Canada Designates 75 Acres As Protected Habitat For The Blanding's Turtle

Approximately 75 acres of land and wetlands habitat has been put under permanent protection by Canada's Nature Trust to ensure that the endangered Blanding's turtle (Emydoidea blandingii) populations near Canada's Pleasant River has ample room to flourish, according to a report in NovaNewsNow of Nova Scotia.

The Bull Moose Meadow area includes freshwater wetlands and the protected lands will provide an interconnected habitat that will help the turtles and other wildlife that are at risk. The meadow is next to Nature Trust lands at Meadow Brook, which is also protected, and is surrounded by Crown lands, which is also slated for protections via the province's 12 percent protected area commitment. The Bull Moose Meadow is now the fifth conservation site designated specifically for the Blanding's turtles in the province.
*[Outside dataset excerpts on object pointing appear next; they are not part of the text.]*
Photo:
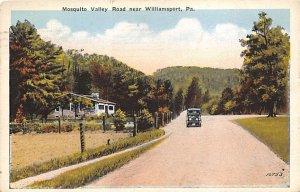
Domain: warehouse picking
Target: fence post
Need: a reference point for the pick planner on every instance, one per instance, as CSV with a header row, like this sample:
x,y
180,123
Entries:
x,y
103,123
134,125
59,128
82,143
156,120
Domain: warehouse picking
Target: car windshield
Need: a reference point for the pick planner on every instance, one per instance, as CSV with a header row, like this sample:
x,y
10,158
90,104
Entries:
x,y
193,112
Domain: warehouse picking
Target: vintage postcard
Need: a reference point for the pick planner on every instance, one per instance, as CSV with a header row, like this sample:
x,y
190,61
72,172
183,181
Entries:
x,y
150,95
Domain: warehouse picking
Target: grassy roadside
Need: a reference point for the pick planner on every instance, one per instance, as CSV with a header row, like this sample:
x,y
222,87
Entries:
x,y
86,174
274,132
28,171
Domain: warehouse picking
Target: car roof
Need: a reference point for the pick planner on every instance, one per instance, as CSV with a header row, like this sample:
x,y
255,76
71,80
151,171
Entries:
x,y
197,109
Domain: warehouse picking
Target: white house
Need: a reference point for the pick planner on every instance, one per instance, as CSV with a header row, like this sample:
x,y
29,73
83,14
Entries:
x,y
99,106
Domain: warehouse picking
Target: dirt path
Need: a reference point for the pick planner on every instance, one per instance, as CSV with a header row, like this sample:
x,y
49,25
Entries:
x,y
219,153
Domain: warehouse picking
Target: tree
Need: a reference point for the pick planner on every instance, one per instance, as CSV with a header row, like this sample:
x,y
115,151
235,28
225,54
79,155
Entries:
x,y
35,75
119,120
265,66
178,102
84,83
160,96
206,96
194,94
226,98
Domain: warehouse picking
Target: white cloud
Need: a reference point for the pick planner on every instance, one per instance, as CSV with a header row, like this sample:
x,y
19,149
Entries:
x,y
135,44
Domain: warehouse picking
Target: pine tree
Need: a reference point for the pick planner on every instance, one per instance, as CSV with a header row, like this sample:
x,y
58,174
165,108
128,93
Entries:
x,y
265,67
35,75
178,102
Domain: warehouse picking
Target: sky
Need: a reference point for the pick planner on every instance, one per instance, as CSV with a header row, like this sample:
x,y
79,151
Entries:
x,y
149,41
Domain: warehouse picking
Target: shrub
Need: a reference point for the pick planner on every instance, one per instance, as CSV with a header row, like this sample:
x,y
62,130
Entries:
x,y
145,120
35,169
119,120
93,126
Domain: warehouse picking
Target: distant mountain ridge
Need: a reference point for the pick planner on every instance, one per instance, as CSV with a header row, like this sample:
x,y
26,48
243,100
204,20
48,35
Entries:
x,y
212,79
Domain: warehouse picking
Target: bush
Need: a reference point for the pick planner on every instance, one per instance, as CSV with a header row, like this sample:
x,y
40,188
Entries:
x,y
119,120
145,120
93,126
94,117
35,169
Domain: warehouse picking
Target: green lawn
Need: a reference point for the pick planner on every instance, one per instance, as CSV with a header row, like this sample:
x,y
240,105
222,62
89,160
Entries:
x,y
274,132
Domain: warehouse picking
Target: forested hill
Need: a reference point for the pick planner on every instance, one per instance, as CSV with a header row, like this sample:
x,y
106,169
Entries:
x,y
213,79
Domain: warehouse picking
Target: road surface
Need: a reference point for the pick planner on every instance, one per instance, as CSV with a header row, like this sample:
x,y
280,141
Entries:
x,y
220,153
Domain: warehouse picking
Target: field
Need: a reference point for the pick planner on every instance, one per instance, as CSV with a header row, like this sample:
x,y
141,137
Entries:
x,y
274,132
34,148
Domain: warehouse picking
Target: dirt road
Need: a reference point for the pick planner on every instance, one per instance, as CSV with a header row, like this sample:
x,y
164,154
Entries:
x,y
220,153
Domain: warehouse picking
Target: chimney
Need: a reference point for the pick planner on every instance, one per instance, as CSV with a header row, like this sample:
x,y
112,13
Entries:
x,y
95,95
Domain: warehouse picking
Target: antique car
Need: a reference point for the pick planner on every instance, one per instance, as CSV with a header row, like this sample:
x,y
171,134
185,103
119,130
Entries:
x,y
193,117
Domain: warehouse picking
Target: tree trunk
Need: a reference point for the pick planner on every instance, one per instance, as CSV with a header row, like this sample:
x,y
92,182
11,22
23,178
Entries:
x,y
272,109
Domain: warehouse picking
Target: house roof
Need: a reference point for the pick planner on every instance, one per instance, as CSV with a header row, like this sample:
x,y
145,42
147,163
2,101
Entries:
x,y
92,99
Nova Scotia is estimated to be home to less than 500 adult Blanding's turtles, according to the report, and scientists say that conservation of the critical habitat of these chelonians is essential to reverse the decline in their numbers. Nova Scotia's Recovery Team for Blanding's Turtles has concurred, saying that habitat destruction and fragmentation as well as human-caused mortality of these turtles are the main culprits that have contributed to their declines.

While Canada has done quite a bit to ensure the survival of this endangered species, the United States' efforts have been mixed. The state of Wisconsin's Department of Land and Natural Resources has been under heavy pressure by the Wisconsin Builder's Association to delist the turtle, claiming the DNR put their own spin on DNR research. The DNR, after initially proposing to remove the protections the turtle enjoys, has backtracked, and wants the turtle to remain protected. The turtle is slated to be removed from the state's threatened species list January 1, 2014. The DNR has proposed an emergency rule that the turtle be placed on the state's protected animal list for 2014. The DNR also wants a permanent rule that would keep the turtle protected indefinitely.